The work of Human Rights Organisations is an important contribution to conflict transformation, as they denounce the structural conditions that cause socio-political violence and in many cases maintain conflicts.
The situation of Human Rights Organisations and -Defenders (HRO/HRD) in many countries with elevated levels of violence is highly volatile. In countries like Colombia, Mexico and Honduras, the challenges that HRO are facing on a structural level become particularly evident. Besides the politically motivated violence, the security situation especially in Mexico and Honduras, but also in Colombia, is strongly shaped by armed social violence. Due to organised crime and the presence of criminal gangs or paramilitary groups, homicide rates, Human Rights violations and general levels of insecurity in these countries are often higher than they were during times of war. Peacebuilding efforts are further complicated by this form of violence.
The signing of a peace agreement between the Colombian Government and the FARC will - should the referendum on October 2nd on the results of the peace negotiations turn out positive - be an important step in putting an end to the armed conflict that has lasted over 50 years. Nevertheless, it is to be expected that the situation for Human Rights organisations and -defenders will remain difficult. The scale of social violence perpetrated by powerful drug cartels or criminal gangs, and the Human Rights violations associated with it will remain despite the peace agreement. Due to the power vacuum that the demobilisation of the FARC will entail, the power of those groups is in fact rather likely to increase.
In Mexico and Honduras, an elevated level of social violence is joined by a relatively weak legal system. Increasingly, Human Rights organisations denounce the involvement of political actors with organised crime and the often violent enforcement of economic interests relating to so-called mega projects.
Goals and Approach
The departure point of this project is that HRD and their organisations become more resilient against attacks if they possess the necessary awareness and attitudes, complemented by the capacities and institutional set-ups to confront such challenges efficiently.
The psychosocial approach of this project is based on the idea that violence, or the threat of committing violence, has an impact on different system levels (individual, family, community, society).

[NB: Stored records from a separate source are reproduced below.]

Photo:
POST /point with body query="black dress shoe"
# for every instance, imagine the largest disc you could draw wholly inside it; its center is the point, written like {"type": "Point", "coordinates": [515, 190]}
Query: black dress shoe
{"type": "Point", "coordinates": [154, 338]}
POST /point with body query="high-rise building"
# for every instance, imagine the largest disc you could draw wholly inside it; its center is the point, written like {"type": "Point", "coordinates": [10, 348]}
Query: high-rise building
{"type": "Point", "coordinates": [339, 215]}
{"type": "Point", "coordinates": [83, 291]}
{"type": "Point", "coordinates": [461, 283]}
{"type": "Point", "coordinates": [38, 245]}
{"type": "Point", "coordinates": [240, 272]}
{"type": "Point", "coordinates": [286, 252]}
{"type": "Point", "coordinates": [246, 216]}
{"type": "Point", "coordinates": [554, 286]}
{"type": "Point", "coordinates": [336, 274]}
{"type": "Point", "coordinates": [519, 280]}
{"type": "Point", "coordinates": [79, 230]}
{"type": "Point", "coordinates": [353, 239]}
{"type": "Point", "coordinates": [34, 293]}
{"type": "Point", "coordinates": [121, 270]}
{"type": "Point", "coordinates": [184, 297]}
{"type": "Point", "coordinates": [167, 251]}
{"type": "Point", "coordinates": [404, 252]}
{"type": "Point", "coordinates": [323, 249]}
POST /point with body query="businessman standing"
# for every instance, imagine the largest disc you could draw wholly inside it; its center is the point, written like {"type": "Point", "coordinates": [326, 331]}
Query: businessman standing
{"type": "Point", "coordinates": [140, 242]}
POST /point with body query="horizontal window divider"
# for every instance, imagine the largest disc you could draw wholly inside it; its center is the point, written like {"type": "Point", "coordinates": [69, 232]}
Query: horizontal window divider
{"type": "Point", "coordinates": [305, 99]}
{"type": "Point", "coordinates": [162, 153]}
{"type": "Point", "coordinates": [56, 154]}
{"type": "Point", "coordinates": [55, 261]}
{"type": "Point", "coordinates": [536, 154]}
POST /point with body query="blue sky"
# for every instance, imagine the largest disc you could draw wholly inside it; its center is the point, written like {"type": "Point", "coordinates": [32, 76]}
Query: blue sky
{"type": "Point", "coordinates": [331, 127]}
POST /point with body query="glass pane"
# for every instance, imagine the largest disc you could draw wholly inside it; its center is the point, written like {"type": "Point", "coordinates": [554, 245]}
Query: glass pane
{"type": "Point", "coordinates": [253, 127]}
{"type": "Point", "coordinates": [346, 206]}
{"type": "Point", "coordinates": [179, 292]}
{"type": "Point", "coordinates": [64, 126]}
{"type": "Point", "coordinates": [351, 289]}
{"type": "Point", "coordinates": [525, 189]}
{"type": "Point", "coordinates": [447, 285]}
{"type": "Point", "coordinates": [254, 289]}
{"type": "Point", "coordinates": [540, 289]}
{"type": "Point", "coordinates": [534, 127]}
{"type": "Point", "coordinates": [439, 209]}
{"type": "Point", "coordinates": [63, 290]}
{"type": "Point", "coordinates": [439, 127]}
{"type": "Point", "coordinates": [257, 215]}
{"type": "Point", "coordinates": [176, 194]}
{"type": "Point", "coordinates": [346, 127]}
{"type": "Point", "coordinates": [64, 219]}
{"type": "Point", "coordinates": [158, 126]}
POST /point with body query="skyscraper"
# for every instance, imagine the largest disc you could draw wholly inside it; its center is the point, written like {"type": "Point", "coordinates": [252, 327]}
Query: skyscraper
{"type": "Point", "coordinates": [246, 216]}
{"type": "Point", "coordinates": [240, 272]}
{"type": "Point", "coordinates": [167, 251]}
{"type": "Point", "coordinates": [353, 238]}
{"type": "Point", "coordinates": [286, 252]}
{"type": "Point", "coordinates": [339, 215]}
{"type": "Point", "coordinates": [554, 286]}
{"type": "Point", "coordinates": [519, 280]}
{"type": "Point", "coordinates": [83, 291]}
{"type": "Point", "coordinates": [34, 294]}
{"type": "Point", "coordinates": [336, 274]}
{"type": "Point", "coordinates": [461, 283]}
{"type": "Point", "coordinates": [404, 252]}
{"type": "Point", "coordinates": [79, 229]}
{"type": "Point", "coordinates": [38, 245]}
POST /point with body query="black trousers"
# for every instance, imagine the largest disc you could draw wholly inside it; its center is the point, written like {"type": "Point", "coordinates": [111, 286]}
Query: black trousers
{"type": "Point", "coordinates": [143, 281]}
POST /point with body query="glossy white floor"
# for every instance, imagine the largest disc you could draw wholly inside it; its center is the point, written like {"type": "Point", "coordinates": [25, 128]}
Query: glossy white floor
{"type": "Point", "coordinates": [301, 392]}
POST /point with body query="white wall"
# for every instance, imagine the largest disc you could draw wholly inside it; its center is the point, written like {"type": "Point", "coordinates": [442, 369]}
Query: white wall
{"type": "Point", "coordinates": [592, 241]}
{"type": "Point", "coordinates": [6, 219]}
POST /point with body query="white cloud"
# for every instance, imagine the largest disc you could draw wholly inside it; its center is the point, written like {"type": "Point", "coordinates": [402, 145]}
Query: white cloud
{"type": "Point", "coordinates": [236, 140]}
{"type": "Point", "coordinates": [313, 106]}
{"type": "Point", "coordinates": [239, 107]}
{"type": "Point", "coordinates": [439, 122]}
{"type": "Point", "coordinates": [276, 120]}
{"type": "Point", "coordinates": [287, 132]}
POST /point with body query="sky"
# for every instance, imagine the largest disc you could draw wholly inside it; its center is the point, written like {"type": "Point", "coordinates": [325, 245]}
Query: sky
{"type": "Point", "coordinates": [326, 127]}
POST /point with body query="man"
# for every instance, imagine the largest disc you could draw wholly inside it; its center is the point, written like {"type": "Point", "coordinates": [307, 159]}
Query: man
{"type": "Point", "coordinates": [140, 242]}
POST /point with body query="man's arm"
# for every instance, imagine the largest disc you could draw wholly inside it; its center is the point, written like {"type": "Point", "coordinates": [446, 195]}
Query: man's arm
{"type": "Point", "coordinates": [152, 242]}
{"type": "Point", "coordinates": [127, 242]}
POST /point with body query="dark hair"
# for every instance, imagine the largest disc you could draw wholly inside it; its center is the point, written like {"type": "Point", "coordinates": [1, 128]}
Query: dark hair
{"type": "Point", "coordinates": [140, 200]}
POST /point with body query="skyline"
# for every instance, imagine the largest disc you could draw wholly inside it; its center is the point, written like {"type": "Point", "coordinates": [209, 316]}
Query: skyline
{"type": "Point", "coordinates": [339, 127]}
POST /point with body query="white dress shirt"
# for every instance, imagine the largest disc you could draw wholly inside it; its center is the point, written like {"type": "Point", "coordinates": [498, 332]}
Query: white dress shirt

Initiatives aiming to strengthen the resilience of HRO should hence not only concentrate on supporting individual employees, but should also address the team- and organisational level and include the dimension of family and society in their approach.
This project works on two levels. The first level encompasses the sensitisation of representatives from nine HRO coming from three focus countries with regard to the psychosocial impact of threat. Through direct exchange, they develop plans for integrating the psychosocial approach into their organisations. Experiences regarding the implementation and adjustment of the plans are part of the joint learning process.
The second level centres on an exchange with and among donor organisations that is focused on the topic of psychosocial challenges in the context of threat. This provides space for identifying and discussing possibilities of more targeted support for local partners on the basis of the experiences of the participating HRO. Central element will be a discussion of different options regarding the integration of the psychosocial approach into the support strategies of donors.